The Department of Energy has been constructing facilities to house the glassification work, including a plant that prepares the waste for storage by mixing it with materials to dilute its radioactivity. But the technology was flawed, creating a risk that explosive gases could pool in the pipes. According to a Government Accountability Office report released in May, contractors relied on obsolete safety guidelines, leaving the site vulnerable to accidents involving dangerous nuclear materials.

A 2014 draft report by the Energy Department's Office of River Protection on the status of the project was obtained by the nonprofit nuclear watchdog group Hanford Challenge and released by the group last week. It said engineers have identified more than 360 design weaknesses that could impede the operation of the Low-Activity Waste Facility, where the waste will be encased in glass. They also said the design led by contractor Bechtel National Incorporated fell short of acceptable safety standards. The ventilation system hadn't been adequately tested to assure it would stop widespread radioactive contamination in the building. Without a detailed plan for operation and maintenance, workers are at risk of exposure to searing heat and chemical and radiological hazards, the report said.

Asked about the report and about progress toward resolution of the longstanding problems facing the WTP project at last week's meeting of the Defense Nuclear Facilities Safety Board, Energy Department representatives said they had imposed stricter oversight of contractors, and made a concentrated effort to assure workers they can report problems without retribution.

But safety board member Sean Sullivan, a retired Navy officer who spent 26 years commanding submarines, questioned what the department claims are signs of improvement. He pointed to a January 2013 Energy Department review at the Waste Isolation Pilot Plant, a federal nuclear waste repository in New Mexico known as WIPP, which missed some key safety problems.

When a truck fire and a radiation leak inside WIPP halted operations there a year later, independent experts identified even more gaping holes in the plant's safety precautions than the department's previous examinations had found, Sullivan said. "The safety culture at WIPP was not fine," Sullivan said. "In fact, it was not good at all."

In June, Bechtel, the contractor the Energy Department hired for the WTP project, agreed to pay a fine of $800,000 after investigators concluded Bechtel had failed to follow safety guidelines it agreed to more than a decade earlier, or to update them when problems were found, "in some cases, for many years," according to the company's settlement agreement with the Office of Enterprise Assessments.

The Government Accountability Office in May said that the Energy Department's cost estimates for the project can't be trusted, and also asserted that "significant, unresolved design issues remain" with Bechtel's nuclear safety standards compliance. Correcting the problems could add to the expense of the project and delay its completion, the GAO concluded.

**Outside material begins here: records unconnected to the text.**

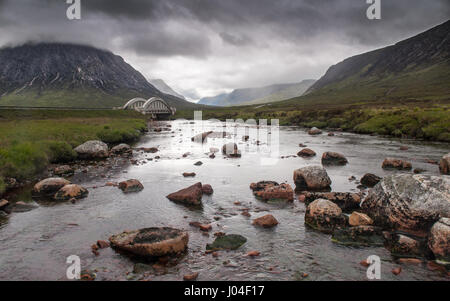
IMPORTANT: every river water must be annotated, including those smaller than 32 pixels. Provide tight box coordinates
[0,121,450,280]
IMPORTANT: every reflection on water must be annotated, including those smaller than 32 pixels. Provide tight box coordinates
[0,122,449,280]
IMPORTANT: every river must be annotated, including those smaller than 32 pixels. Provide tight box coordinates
[0,121,450,280]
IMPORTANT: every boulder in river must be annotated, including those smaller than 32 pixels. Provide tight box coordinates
[297,148,316,158]
[119,179,144,193]
[32,178,70,197]
[428,217,450,264]
[111,143,132,155]
[308,127,322,136]
[361,174,450,235]
[109,227,189,257]
[206,234,247,251]
[381,158,412,170]
[331,225,384,246]
[302,191,362,212]
[439,153,450,175]
[250,181,294,201]
[202,184,214,195]
[54,184,89,201]
[360,173,382,187]
[305,199,347,233]
[252,214,278,228]
[74,140,108,159]
[222,142,241,158]
[348,211,373,226]
[294,165,331,191]
[167,182,203,206]
[322,152,348,165]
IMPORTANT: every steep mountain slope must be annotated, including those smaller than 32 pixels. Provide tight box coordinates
[148,79,186,99]
[0,43,196,108]
[198,80,318,106]
[288,21,450,104]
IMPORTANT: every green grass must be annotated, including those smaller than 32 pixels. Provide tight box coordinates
[0,110,146,192]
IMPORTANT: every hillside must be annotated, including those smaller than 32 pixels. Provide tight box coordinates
[198,80,314,106]
[0,43,196,108]
[149,79,186,99]
[280,21,450,105]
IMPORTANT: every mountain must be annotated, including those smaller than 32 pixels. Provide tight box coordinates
[0,43,197,108]
[198,80,314,106]
[149,79,186,99]
[288,20,450,104]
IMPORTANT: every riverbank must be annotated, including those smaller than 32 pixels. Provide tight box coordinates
[0,110,147,195]
[174,102,450,142]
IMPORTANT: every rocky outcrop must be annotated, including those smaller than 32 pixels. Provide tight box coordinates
[297,148,316,158]
[109,227,189,257]
[428,218,450,264]
[305,199,347,233]
[32,178,70,197]
[322,152,348,165]
[439,153,450,175]
[74,140,108,159]
[381,158,412,170]
[294,165,331,191]
[167,182,203,206]
[206,234,247,251]
[119,179,144,193]
[331,225,383,246]
[361,174,450,235]
[360,173,382,188]
[111,143,133,155]
[250,181,294,202]
[302,191,362,212]
[252,214,278,228]
[202,184,214,195]
[54,184,89,201]
[348,211,373,226]
[308,127,322,136]
[222,142,241,158]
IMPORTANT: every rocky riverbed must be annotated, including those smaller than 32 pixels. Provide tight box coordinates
[0,121,450,280]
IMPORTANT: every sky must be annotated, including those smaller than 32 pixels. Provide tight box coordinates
[0,0,450,101]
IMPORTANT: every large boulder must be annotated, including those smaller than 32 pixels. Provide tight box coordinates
[305,199,347,233]
[294,165,331,191]
[119,179,144,193]
[302,191,362,212]
[252,214,278,228]
[32,178,70,197]
[250,181,294,201]
[206,234,247,251]
[361,174,450,235]
[222,142,241,158]
[167,182,203,206]
[439,153,450,175]
[381,158,412,170]
[322,152,348,165]
[428,217,450,263]
[360,173,382,188]
[109,227,189,257]
[297,148,316,158]
[308,127,322,136]
[54,184,89,201]
[74,140,108,159]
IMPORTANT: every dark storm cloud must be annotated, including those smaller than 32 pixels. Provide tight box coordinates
[0,0,450,95]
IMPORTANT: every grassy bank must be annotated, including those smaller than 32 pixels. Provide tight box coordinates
[0,110,146,193]
[175,102,450,142]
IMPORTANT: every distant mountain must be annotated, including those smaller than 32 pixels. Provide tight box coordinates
[0,43,197,108]
[296,20,450,104]
[149,79,186,99]
[198,80,314,106]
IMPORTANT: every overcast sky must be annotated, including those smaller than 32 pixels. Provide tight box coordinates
[0,0,450,99]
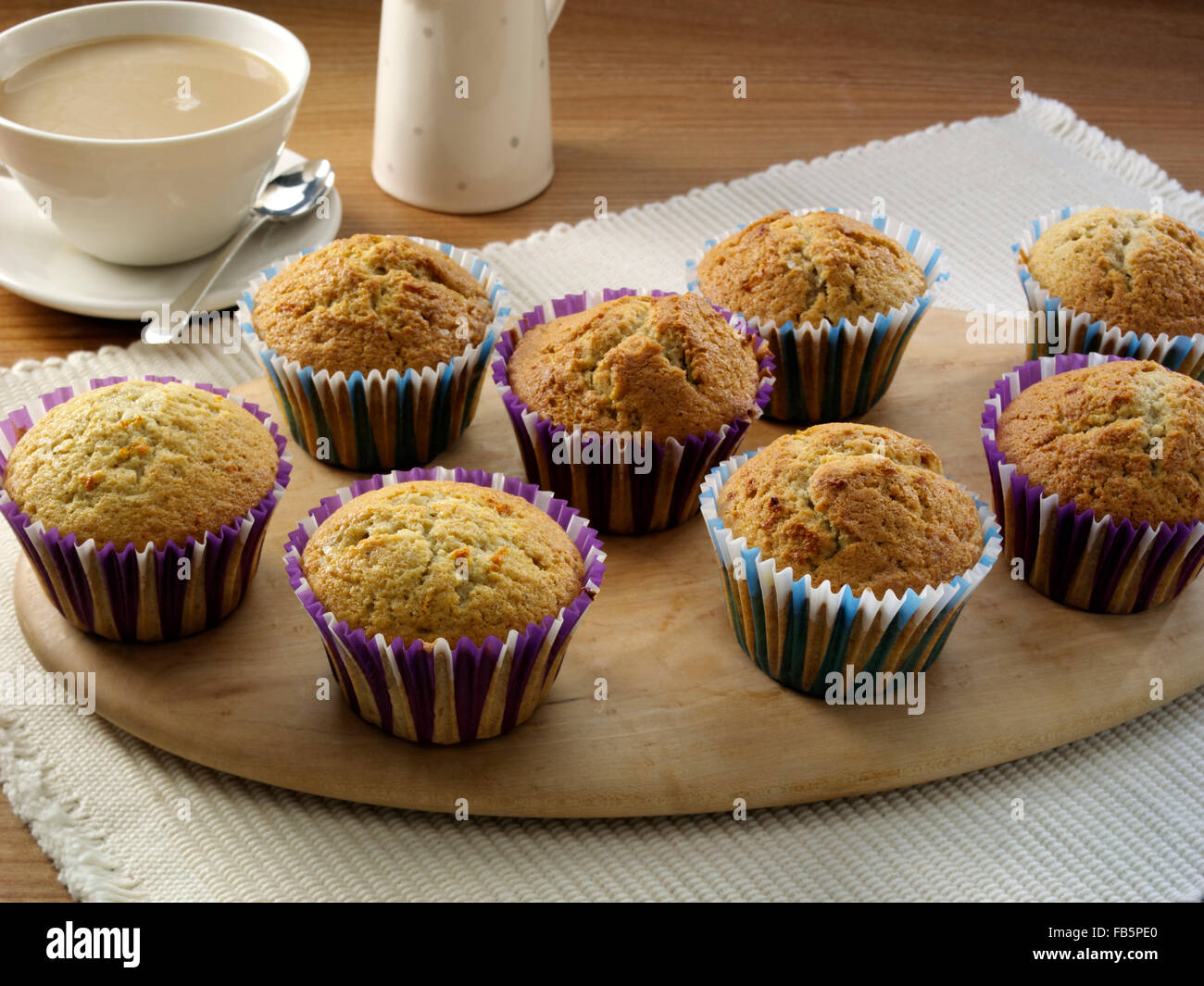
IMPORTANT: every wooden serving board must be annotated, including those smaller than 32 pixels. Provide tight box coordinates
[15,310,1204,818]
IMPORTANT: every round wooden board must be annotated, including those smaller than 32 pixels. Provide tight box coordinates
[15,310,1204,818]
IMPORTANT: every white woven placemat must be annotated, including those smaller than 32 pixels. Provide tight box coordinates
[0,96,1204,901]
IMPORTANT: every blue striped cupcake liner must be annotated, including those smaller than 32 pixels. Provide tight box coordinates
[238,236,510,472]
[0,376,293,643]
[982,353,1204,613]
[698,449,1003,697]
[1011,206,1204,380]
[284,468,606,744]
[494,288,773,534]
[686,207,948,425]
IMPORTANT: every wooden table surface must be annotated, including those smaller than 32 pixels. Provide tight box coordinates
[0,0,1204,901]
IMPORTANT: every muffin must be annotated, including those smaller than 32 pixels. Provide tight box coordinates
[301,481,584,644]
[719,424,983,597]
[285,468,605,743]
[1012,207,1204,377]
[241,233,508,470]
[494,288,773,533]
[983,354,1204,613]
[0,378,290,641]
[698,209,924,325]
[701,424,1002,696]
[509,295,761,443]
[690,209,947,422]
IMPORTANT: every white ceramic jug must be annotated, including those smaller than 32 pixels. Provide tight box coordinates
[372,0,565,212]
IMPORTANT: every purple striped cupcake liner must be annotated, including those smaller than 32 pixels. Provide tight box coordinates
[238,236,510,472]
[686,207,948,425]
[494,288,774,534]
[699,449,1003,698]
[284,468,606,744]
[0,376,293,643]
[1011,206,1204,380]
[982,353,1204,613]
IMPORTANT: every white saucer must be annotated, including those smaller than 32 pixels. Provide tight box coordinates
[0,149,344,320]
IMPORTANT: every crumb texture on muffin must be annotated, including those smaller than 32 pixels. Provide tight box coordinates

In 2012, then-Energy Secretary Steven Chu concluded that the project was progressing but still had significant flaws. A report by the Defense Nuclear Facilities Safety Board concluded that problems flagged by a whistleblowerin the planning and design of the waste mixing center persisted, raising the possibility of a nuclear chain reaction. Chu halted work on the project in late 2012 and ordered a large-scale testing operation meant to detect when nuclear materials become so concentrated that that they threaten to trigger an accidental reaction.